You will pay first. In co – insurance, the insured is aware of the co – insurers arrangement such that when there is claims, he will require insurance A to pay his own proportion he holds all of them responsible until they all pay him.

If for any reason, any of the co -insurers fails to pay, he cannot hold others or the lead underwriter responsible.

The lead underwriter is responsible for his own proportion.

Every other participating company is responsible for his own portion that is why liability is several not joint.

When you talk about Reinsurance, one insurance company has accepted the risk hundred percent, it is that insurance company that the insured knows, he does not know the arrangement you have with other reinsurance companies. If there is a claim, he paid you the premium 100 percent you took, then you went and shared with other insurance companies so when there is loss, the insured faces you, demanding for his claims.

He does not want to know if other insurers in the business paid you or not this is reinsurance generally. But Facultative is the conventional Reinsurance.

It is an annual arrangement whereby insurance company buys reinsurance that will cover him for a whole year such that every risk you are taking beyond a particular tranche, automatically goes to the reinsurance company.

That is an annual arrangement. It can be treaty, it can be quota share, it can be excess of loss reinsurance and NAICOM requires every insurance company presenting its license for renewal to show evidence of reinsurance. If you don’t have it, you won’t renew.

But the facultative you are talking about now is usually local.

Local in the sense that for every risk you are taking, you go and shop to see if there are other insurance companies that can take part of it.

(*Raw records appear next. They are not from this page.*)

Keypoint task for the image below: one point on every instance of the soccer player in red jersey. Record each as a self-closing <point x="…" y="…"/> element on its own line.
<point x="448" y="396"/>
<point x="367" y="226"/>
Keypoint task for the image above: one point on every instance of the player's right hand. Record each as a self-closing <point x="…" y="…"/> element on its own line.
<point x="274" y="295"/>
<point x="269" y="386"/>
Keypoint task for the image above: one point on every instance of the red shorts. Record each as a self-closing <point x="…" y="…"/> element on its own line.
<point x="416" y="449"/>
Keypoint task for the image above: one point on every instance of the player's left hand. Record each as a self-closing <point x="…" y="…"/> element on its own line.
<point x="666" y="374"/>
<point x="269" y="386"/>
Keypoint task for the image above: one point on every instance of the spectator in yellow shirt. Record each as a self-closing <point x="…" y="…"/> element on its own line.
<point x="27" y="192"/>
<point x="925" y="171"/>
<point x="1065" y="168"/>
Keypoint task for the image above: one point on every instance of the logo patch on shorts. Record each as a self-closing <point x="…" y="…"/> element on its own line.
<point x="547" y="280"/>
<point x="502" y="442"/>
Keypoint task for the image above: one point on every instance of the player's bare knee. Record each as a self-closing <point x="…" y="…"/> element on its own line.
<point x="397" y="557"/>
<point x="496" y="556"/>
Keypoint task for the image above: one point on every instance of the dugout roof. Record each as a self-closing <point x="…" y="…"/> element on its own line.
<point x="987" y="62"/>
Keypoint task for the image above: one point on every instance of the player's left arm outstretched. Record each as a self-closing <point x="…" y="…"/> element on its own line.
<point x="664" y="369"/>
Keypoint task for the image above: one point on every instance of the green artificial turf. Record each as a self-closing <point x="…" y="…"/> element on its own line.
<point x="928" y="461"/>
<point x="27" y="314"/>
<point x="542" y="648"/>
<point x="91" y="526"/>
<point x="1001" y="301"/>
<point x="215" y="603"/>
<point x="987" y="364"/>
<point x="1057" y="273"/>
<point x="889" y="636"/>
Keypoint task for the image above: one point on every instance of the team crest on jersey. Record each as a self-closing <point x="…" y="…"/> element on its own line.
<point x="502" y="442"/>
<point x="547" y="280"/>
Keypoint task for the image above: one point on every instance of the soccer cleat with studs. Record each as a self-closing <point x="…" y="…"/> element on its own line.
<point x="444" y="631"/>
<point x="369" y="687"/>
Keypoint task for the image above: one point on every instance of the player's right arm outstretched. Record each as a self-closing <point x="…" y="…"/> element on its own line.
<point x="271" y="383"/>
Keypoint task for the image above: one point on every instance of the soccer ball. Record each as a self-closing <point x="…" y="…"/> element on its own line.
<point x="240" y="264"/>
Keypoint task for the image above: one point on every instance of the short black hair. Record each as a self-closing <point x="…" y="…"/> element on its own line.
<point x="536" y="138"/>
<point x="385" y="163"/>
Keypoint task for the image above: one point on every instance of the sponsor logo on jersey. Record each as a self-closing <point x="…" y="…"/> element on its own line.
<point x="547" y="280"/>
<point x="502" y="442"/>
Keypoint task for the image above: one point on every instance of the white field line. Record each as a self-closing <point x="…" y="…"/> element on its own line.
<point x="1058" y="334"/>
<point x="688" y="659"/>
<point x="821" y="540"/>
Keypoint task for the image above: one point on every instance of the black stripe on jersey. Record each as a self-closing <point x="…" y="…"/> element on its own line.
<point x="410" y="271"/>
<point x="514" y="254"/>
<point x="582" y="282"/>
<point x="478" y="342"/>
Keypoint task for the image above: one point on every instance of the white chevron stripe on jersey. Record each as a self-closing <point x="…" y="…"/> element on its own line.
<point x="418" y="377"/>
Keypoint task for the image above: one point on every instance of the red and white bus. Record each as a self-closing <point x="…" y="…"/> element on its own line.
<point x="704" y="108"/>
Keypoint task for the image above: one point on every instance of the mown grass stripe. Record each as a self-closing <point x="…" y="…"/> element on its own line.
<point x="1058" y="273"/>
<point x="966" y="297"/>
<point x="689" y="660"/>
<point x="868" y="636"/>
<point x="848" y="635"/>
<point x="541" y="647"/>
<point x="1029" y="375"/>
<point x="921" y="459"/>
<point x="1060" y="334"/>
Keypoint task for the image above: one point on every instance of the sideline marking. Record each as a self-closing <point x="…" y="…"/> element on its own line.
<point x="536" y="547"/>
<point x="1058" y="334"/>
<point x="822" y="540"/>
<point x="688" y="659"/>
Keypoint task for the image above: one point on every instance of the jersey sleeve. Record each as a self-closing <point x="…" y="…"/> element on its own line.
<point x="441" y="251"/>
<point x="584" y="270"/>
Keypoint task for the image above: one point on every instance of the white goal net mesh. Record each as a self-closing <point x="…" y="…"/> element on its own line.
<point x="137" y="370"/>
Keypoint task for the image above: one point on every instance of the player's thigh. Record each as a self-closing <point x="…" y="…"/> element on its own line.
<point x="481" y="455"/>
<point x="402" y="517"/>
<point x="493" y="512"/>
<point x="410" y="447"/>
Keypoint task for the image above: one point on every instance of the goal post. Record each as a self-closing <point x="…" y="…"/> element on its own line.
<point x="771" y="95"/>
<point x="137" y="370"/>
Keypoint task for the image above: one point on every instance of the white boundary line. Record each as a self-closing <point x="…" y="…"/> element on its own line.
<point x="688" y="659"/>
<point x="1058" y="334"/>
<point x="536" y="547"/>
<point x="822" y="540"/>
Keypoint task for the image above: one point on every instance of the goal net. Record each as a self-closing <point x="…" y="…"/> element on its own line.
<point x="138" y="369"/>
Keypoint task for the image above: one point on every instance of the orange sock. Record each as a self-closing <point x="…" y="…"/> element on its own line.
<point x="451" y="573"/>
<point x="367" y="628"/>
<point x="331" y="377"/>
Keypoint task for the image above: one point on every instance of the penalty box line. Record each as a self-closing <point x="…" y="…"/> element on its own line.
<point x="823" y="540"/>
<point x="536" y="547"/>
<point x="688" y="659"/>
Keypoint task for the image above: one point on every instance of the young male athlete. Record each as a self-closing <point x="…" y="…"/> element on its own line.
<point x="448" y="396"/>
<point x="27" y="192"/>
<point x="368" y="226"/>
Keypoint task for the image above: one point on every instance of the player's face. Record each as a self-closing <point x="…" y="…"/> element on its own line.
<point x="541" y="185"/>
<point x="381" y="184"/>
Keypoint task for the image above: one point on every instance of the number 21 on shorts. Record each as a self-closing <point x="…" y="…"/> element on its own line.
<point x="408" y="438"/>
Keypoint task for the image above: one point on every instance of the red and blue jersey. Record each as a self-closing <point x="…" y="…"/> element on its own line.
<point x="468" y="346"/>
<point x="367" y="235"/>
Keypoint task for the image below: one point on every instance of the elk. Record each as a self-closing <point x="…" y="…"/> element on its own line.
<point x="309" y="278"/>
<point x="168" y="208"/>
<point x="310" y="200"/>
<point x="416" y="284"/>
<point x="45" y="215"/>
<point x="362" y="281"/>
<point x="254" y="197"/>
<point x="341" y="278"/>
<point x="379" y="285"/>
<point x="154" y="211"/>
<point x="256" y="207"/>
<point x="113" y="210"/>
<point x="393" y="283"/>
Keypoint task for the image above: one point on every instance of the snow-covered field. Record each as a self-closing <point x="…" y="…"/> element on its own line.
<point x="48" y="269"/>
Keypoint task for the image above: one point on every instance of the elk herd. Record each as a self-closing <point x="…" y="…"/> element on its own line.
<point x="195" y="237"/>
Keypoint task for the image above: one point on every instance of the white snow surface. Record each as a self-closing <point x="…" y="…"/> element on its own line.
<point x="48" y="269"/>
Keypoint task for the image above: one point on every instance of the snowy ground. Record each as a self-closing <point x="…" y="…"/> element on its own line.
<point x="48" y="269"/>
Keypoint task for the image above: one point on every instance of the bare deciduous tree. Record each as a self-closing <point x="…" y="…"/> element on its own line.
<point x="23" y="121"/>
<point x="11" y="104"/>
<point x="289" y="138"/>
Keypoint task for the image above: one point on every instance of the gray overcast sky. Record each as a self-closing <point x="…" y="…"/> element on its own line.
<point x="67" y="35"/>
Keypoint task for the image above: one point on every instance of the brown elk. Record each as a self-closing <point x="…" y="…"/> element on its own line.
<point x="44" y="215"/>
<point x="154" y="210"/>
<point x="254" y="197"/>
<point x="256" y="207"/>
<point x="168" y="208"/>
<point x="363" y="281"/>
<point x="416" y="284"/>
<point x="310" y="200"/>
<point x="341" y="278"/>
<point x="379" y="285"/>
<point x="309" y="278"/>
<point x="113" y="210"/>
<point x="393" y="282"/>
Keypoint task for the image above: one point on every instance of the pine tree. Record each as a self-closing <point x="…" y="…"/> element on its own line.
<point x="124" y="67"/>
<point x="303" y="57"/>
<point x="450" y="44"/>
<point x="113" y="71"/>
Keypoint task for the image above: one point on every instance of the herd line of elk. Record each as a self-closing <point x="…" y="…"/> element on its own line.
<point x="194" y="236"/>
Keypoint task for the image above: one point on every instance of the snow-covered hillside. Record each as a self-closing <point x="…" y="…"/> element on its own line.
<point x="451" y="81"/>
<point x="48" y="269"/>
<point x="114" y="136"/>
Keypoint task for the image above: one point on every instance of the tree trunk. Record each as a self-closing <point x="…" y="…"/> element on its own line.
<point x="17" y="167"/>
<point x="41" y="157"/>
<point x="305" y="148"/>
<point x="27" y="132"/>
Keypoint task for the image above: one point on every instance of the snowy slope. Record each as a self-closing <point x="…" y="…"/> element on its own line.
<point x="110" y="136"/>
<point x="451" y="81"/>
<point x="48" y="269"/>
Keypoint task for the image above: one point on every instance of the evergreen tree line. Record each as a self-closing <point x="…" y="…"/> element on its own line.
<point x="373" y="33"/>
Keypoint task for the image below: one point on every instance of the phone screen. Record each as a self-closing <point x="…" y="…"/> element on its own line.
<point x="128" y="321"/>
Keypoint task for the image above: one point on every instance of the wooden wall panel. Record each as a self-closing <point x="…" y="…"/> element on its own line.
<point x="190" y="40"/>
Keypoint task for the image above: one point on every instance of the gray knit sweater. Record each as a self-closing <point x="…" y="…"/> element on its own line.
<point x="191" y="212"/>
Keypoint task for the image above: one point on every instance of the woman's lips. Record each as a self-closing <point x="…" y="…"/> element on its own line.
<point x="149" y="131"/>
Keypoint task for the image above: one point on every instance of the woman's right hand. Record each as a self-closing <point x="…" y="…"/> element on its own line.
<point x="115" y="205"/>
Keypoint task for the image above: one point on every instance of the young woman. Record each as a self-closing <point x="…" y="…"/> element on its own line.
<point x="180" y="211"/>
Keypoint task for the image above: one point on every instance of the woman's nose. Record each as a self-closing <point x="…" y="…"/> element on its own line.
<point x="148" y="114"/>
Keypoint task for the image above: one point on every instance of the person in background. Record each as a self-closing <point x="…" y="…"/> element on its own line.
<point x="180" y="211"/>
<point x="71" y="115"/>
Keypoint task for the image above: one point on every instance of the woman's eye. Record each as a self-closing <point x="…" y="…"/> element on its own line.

If you succeed in getting them, okay for you, if you don’t, you are on your own. Remember I said the first one is an annual arrangement; you buy it at the beginning of every year. With that, every risk you are taking over and above your retention is automatically covered.

But in the local treaty, every risk you accept over and above your retention, you have to go out and look for those that will take different proportions until you are able to cede out the risk hundred percent. That is facultative.

You talked about capacity, there is general belief that Nigerian underwriters only act as brokers to their foreign counterparts when it comes to insuring risks requiring huge capital such as aviation and oil and gas insurance. What you said seems to confirm that and these are the same insurers kicking against capital increase. How do you defend this?

What you should understand is that there are actually no big organisation, especially for corporate governance issue that will like to do a large chunk of insurance directly with insurance companies in Nigeria.

Now, what you find out is that insurance companies have partnership arrangement whereby when they accept a risk that is beyond them to carry, they call their foreign partners to come and assist them.

So I don’t think they are in any way undermining the brokers. Because if it is a local risk here, the same risk you are calling your foreign partners to come and assist you, definitely has a local broker here managing it.

So what you are asking could be addressing reinsurance broking issue and Afriglobal apart from being insurance broker, we are also licensed to do insurance broking.

Can you directly cede business abroad?

No, we cannot cede business directly out of Nigeria. The law in Nigeria does not allow that. Before you can cede any business abroad, you must have exhausted the local capacity.

You must also show to NAICOM evidence that you have tried local underwriters and they were not able to retain the risk. So you can only take any risk off shore when you have shown clear evidence that you have tried local underwriters and they are not able to accept such risk.

May be because of the type of risk you are presenting, example, terrorism cover, you find out that the local capacity of local insurance firms is very low. Cyber risks, the capacity is very low. So now that you are talking about billions, billion in Nigeria, you have a risk of 100,000,000 you may be surprised to hear that you may not find insurance company in Nigeria that can accept it. Despite that it is low. Most of them don’t even have capacity for such risk and terrorism risk so in that case, local content law does not operate.